Other resources to consider include shared care planning and coordination tools that support information exchange and allow providers to work with their partners around transitions of care, as well as shared care, so that their care plans are based on the latest information, he adds.
Chris Schoenrock, vice president, Industry Marketing for CPSI, advises providers to first inventory the features of their current EHR system. Document goals to accomplish with investing in new readmissions tracking technology.
Next, evaluate most wanted and needed features, and account for the total cost of ownership — not just acquisition cost.
With so many choices, Alwan advises providers to match such tools as closely as possible to their patient population. For example, a home health agency serving individuals with chronic conditions and high hospitalization and readmission rates might want to consider a telehealth or remote patient monitoring solution.

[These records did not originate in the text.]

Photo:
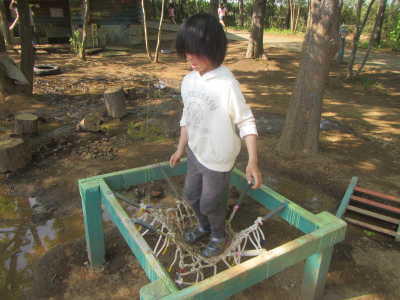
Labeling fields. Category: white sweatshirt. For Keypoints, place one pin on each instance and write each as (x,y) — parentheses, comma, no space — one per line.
(213,105)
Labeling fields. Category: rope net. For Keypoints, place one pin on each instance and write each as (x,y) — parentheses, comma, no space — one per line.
(169,224)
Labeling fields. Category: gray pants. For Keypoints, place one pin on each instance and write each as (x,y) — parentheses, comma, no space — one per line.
(207,193)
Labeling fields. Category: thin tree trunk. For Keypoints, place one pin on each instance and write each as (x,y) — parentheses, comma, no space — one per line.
(381,18)
(26,33)
(146,37)
(86,14)
(241,13)
(255,47)
(372,39)
(4,25)
(159,32)
(214,8)
(301,130)
(360,27)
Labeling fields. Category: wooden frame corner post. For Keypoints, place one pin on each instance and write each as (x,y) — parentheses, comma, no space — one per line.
(92,216)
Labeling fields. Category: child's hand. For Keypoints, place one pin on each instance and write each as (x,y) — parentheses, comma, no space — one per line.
(175,158)
(253,175)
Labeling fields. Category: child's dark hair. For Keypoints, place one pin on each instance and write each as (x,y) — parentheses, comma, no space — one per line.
(202,34)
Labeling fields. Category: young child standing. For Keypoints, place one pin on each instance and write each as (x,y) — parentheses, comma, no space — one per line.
(213,107)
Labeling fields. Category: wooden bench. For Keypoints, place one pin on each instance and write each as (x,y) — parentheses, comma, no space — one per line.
(375,205)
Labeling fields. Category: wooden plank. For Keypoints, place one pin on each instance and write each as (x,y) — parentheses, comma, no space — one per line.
(92,216)
(376,204)
(252,271)
(377,194)
(127,178)
(373,214)
(370,226)
(144,254)
(315,270)
(346,198)
(294,214)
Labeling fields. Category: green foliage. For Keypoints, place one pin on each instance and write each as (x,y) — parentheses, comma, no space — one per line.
(76,41)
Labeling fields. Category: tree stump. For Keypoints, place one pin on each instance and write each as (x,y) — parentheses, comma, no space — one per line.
(26,124)
(14,154)
(114,99)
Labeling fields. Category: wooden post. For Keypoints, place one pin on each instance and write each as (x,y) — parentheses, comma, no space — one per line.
(114,99)
(26,124)
(14,154)
(92,215)
(315,270)
(346,198)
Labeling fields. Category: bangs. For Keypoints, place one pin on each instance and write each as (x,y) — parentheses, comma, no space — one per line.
(203,35)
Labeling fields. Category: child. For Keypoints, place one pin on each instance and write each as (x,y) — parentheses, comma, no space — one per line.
(213,105)
(222,11)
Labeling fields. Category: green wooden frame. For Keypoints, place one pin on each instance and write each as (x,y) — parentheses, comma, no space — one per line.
(315,247)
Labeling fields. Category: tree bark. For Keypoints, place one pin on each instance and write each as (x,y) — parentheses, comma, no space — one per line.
(241,13)
(4,25)
(380,18)
(146,37)
(159,32)
(301,130)
(86,16)
(26,32)
(114,99)
(214,8)
(255,47)
(360,27)
(372,39)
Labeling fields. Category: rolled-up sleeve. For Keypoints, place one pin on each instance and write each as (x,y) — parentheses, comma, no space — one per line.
(240,112)
(183,119)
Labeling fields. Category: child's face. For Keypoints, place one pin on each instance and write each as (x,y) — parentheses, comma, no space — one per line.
(199,63)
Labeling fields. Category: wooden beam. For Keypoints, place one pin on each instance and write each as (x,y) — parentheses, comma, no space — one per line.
(144,254)
(293,214)
(376,204)
(373,214)
(370,226)
(346,198)
(92,216)
(248,273)
(377,194)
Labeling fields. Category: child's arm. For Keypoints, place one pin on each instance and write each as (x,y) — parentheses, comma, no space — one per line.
(253,173)
(183,139)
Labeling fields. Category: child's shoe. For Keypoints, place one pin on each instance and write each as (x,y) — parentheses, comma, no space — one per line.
(214,248)
(195,234)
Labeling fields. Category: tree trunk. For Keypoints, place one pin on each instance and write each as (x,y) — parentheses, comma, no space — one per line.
(255,47)
(359,28)
(301,130)
(380,18)
(86,16)
(14,154)
(241,13)
(214,8)
(159,32)
(372,39)
(26,33)
(26,124)
(4,25)
(146,37)
(114,99)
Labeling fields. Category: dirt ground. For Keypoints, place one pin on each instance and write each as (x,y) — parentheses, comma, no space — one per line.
(361,138)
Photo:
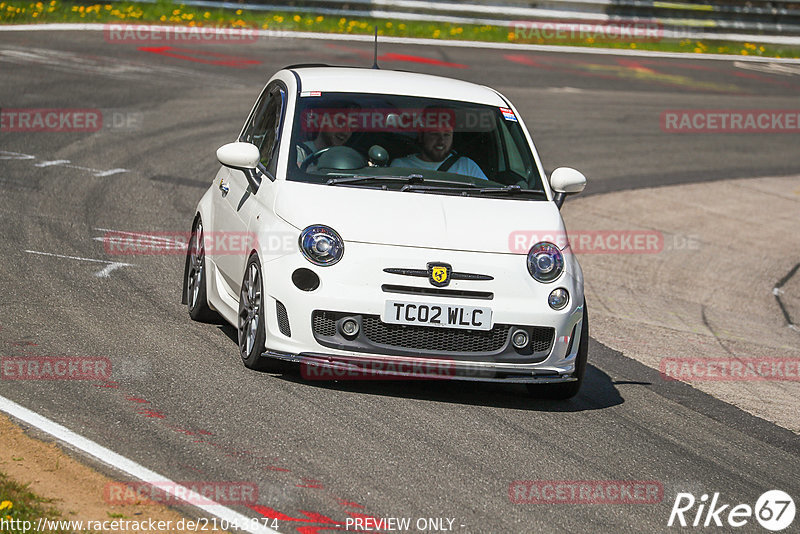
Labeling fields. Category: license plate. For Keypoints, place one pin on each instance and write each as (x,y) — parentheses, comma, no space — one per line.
(442,315)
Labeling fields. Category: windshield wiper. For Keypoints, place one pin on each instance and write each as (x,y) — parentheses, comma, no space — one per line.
(359,178)
(510,190)
(470,189)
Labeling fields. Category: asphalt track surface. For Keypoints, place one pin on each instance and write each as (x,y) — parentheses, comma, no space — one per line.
(182,404)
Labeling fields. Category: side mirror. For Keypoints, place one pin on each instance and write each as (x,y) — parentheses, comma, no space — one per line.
(242,157)
(564,181)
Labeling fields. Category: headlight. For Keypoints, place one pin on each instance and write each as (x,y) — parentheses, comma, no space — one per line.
(545,262)
(321,245)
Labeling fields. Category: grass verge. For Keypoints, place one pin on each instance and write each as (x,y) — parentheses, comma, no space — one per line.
(167,12)
(18,505)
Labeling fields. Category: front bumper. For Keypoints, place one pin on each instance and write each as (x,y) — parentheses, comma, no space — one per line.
(358,287)
(329,367)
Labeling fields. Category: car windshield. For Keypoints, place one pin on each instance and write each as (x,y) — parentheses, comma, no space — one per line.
(410,143)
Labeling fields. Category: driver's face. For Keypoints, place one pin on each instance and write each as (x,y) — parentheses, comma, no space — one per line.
(436,145)
(337,138)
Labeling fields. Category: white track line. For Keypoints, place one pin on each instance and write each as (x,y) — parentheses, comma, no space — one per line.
(430,42)
(127,466)
(105,272)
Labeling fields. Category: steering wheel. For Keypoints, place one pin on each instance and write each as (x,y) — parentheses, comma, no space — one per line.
(311,158)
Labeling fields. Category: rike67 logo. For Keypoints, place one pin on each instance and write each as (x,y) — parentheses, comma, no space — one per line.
(774,510)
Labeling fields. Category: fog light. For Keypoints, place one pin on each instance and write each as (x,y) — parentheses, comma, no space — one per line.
(520,339)
(558,298)
(350,327)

A skilled nursing facility with high readmissions of newly admitted patients may benefit from two-way video telemedicine to connect and coordinate with the hospitalists and stabilize newly admitted residents and avoid sending them back to the hospital.

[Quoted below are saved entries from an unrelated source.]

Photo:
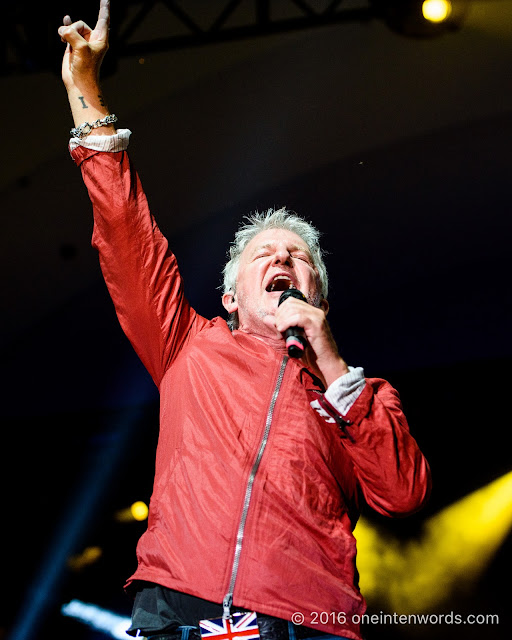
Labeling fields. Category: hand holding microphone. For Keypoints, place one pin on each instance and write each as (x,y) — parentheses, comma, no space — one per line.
(296,343)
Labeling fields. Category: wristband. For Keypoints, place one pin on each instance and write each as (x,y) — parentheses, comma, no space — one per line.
(86,127)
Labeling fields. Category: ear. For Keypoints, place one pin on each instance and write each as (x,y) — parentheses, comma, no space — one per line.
(229,302)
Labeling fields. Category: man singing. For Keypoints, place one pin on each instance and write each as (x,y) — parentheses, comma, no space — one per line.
(263,459)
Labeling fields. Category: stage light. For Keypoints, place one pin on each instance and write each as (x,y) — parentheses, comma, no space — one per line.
(436,10)
(422,18)
(137,511)
(456,546)
(110,623)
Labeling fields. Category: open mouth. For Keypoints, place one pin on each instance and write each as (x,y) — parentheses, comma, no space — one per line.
(280,283)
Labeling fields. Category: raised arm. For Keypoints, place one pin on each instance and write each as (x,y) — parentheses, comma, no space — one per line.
(140,271)
(85,50)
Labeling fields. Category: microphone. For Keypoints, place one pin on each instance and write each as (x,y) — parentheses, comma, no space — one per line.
(296,343)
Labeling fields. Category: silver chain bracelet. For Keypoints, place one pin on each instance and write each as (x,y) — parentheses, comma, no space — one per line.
(86,127)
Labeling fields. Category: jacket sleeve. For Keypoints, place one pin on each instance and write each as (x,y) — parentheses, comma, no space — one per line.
(141,273)
(390,469)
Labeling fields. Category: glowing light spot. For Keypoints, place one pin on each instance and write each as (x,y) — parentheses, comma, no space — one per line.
(436,10)
(139,510)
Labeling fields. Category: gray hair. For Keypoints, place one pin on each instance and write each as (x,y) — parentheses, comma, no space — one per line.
(272,219)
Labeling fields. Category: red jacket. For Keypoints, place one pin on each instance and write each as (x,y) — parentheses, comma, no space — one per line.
(241,453)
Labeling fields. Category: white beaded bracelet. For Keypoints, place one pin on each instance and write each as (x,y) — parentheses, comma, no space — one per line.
(86,127)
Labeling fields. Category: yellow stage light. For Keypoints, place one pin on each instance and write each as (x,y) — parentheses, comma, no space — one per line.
(456,546)
(139,510)
(436,10)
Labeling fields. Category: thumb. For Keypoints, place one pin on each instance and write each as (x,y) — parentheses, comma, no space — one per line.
(73,34)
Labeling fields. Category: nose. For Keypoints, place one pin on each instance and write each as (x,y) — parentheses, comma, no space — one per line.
(282,256)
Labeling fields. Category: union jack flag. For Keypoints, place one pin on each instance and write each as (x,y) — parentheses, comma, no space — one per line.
(242,625)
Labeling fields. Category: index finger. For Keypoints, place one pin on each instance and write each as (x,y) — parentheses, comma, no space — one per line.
(103,23)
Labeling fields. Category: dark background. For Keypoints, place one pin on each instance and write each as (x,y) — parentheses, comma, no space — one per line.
(396,148)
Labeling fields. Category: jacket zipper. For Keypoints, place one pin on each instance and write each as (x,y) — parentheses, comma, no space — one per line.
(228,598)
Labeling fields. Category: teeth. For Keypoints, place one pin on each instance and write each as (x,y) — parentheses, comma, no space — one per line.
(283,277)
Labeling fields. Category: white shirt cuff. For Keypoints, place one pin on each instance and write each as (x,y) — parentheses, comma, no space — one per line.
(117,142)
(344,391)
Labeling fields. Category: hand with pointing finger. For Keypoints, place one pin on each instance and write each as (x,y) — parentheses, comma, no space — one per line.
(85,49)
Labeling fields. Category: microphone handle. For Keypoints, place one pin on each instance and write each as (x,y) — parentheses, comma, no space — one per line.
(296,343)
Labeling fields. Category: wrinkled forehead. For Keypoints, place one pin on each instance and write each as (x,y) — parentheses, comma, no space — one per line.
(275,238)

Cheryl Field, chief product officer at Prime Care Technologies, believes software with broad and flexible measurement capabilities provides the most desirable solutions.

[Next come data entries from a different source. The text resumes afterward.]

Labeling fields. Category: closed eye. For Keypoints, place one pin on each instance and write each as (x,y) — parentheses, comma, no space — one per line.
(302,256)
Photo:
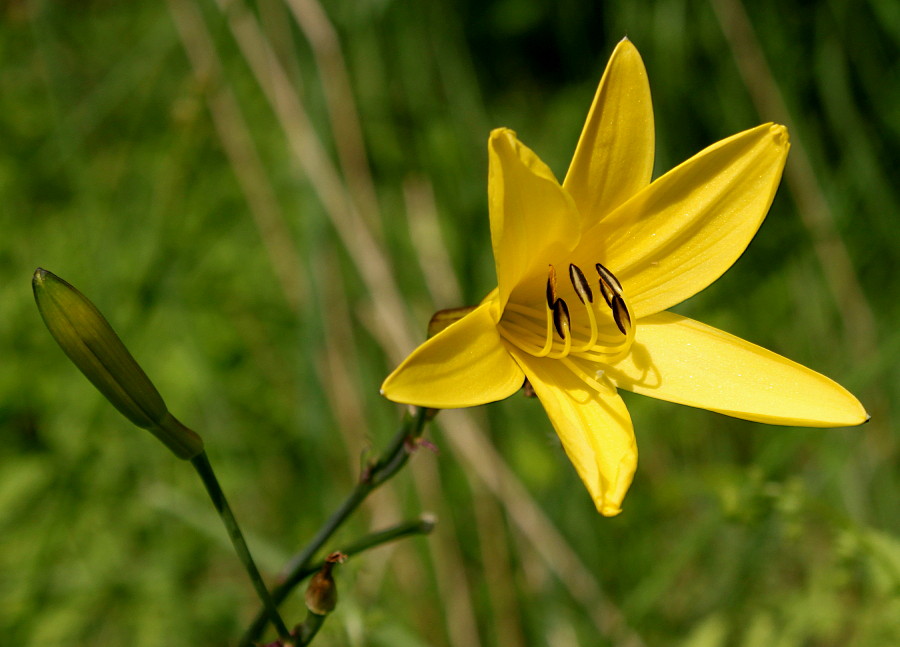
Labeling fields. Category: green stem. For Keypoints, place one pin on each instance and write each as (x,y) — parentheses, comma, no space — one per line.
(205,470)
(421,526)
(389,463)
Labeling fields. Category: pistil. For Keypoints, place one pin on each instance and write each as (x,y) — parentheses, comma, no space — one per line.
(520,324)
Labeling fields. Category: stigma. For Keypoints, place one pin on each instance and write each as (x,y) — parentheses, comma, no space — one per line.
(593,329)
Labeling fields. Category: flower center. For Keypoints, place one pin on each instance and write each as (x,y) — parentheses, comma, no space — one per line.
(556,334)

“For example, to save money in PPS rates in 2019, providers need to monitor their CMS claims-based rehospitalization rates, which are risk-adjusted using data from claims and some clinical data,” Field says. “If you want to score high marks with an ACO provider, you will need to know rehospitalization rates for a variety of payer types, and for a variety of diagnostic groups.”
Littlehale reminds providers to choose software that uses nationally recognized measures, such as those endorsed by the National Quality Forum, which will allow proactively marketing to referring providers and payers. Make sure your software vendor is regulatory savvy, adds Cynthia Morton, executive vice president of the National Association for the Support of Long Term Care.
“I want to be sure that the vendor I choose understands and tracks the myriad technical specifications related to regulatory requirements as well as the existing certification requirements and emerging standards being reviewed by federal health IT policymakers,” she says.
Care coordination capabilities are essential. As Iddings says, “Your healthcare IT partner should be able to support connections to the healthcare ecosystem in a broad way.”
Doing so requires a seamless solution, experts say.
“Providers should seek software that has the capability to be interoperable with healthcare systems and to internally integrate data from various disciplines or systems such as therapy,” adds Eva Bering, chief operating officer for Landis Communities.
Finally, there are definitely “must-ask” questions to pose of prospective vendors. “How is risk adjustment calculated? Is it based on clinical or claims data? And how old is the data being analyzed?” says Jones. “These variables can make a big difference in your readmission trends.”
Harnessing the data Understanding the value and importance of tracking and managing readmission rates, and choosing the software solution that best fits a facility’s needs is only half the battle. Knowing what to do with all that data is perhaps the most critical part.
Iddings and others refer to it as “actionable data. Our view on analytics is that they aren’t just for the C-suite,” she says.
“We believe that analytics should be used to guide treatment plans and to show you data on outcomes for population health management.”
In the end, managing and mitigating readmission rates pays off with bigger dividends. The process alone can improve quality measures across the organization and improve Five-Star ratings, adds Spradlin.
“Having access to good data and the ability to effectively analyze the data can change the way a provider operates,” adds Robert E. Baker, II, president of the Senior Housing Division of Collain Healthcare. “The data can help them improve their outcomes and better predict new patient outcomes.”